House Subcommittee Holds Hearings on Telemarketing Bills
Both bills were introduced last October.
Steve Brubaker of InfoCision Management Corp., testifying on behalf of the American Teleservices Association, told the Subcommittee on Telecommunications, Trade and Consumer Protection that HR 3180, the so-called "Dinnertime Calling Bill," would not decrease the volume of telemarketing calls that consumers would receive. Instead, he said that the law, which would make it illegal for telemarketers to call residences between 5 p.m. and 7 p.m., would simply give free reign to the telemarketing organizations, such as charities and political groups, that were exempt from the law.
Rep. Matt Salmon, R-AZ, who introduced HR 3180, and Rep. Rodney Frelinghuysen, R-NJ, who introduced HR 3100, both testified in support of their respective bills.
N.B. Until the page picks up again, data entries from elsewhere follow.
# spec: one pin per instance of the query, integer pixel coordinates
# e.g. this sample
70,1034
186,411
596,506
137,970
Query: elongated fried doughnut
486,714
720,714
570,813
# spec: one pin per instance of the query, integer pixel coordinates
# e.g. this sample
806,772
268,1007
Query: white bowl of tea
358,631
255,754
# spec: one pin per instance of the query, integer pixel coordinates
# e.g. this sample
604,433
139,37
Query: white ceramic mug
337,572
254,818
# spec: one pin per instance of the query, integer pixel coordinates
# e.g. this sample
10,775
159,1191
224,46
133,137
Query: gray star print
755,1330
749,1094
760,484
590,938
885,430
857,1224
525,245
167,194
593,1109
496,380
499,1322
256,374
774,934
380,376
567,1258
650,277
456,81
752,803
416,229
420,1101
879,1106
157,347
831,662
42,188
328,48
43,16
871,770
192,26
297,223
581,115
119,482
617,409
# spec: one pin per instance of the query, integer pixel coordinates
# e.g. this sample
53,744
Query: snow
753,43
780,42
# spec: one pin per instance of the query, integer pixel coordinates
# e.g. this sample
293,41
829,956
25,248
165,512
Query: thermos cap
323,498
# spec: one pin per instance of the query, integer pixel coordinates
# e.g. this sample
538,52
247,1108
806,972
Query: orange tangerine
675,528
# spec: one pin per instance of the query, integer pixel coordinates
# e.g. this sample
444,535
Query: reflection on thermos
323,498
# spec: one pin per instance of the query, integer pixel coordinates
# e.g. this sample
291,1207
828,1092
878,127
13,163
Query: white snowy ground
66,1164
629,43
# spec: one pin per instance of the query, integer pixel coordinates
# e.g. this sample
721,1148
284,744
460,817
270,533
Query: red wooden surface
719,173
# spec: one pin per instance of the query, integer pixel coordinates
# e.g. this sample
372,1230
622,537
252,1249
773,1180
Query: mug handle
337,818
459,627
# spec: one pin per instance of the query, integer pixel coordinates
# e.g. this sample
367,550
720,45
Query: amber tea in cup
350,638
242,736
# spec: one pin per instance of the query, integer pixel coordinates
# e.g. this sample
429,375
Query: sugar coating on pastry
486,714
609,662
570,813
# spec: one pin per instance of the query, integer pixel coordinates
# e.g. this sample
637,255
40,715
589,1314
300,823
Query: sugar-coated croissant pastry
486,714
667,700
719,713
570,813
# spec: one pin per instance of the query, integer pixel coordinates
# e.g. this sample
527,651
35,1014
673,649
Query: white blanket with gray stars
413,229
HR 3100, the "Know Your Caller Act," is a bill written specifically to require that telemarketers do not interfere with the ability of caller-ID systems to detect the name and number of the caller. HR 3180 contains similar wording.
Brubaker testified that current call center technology and caller-ID technology are not compatible. He asked that the bill be worded so that it addresses only those telemarketers that actively seek to block their identities from consumers.
Kevin Brosnahan, an ATA spokesman, said the ATA would monitor the bills to try to prevent legislators from inserting language that penalized telemarketers who used automatic dialers.
The future of the bills is largely under the control of Rep. Billy Tauzin, who chairs the subcommittee. It was not immediately known what Tauzin's position was on the bill, but a spokesman for his office said last year that he did not place a high priority on HR 3180.
Meanwhile, Democratic lawmakers reportedly grilled Brubaker about his company's work on some controversial Republican telemarketing fundraisers.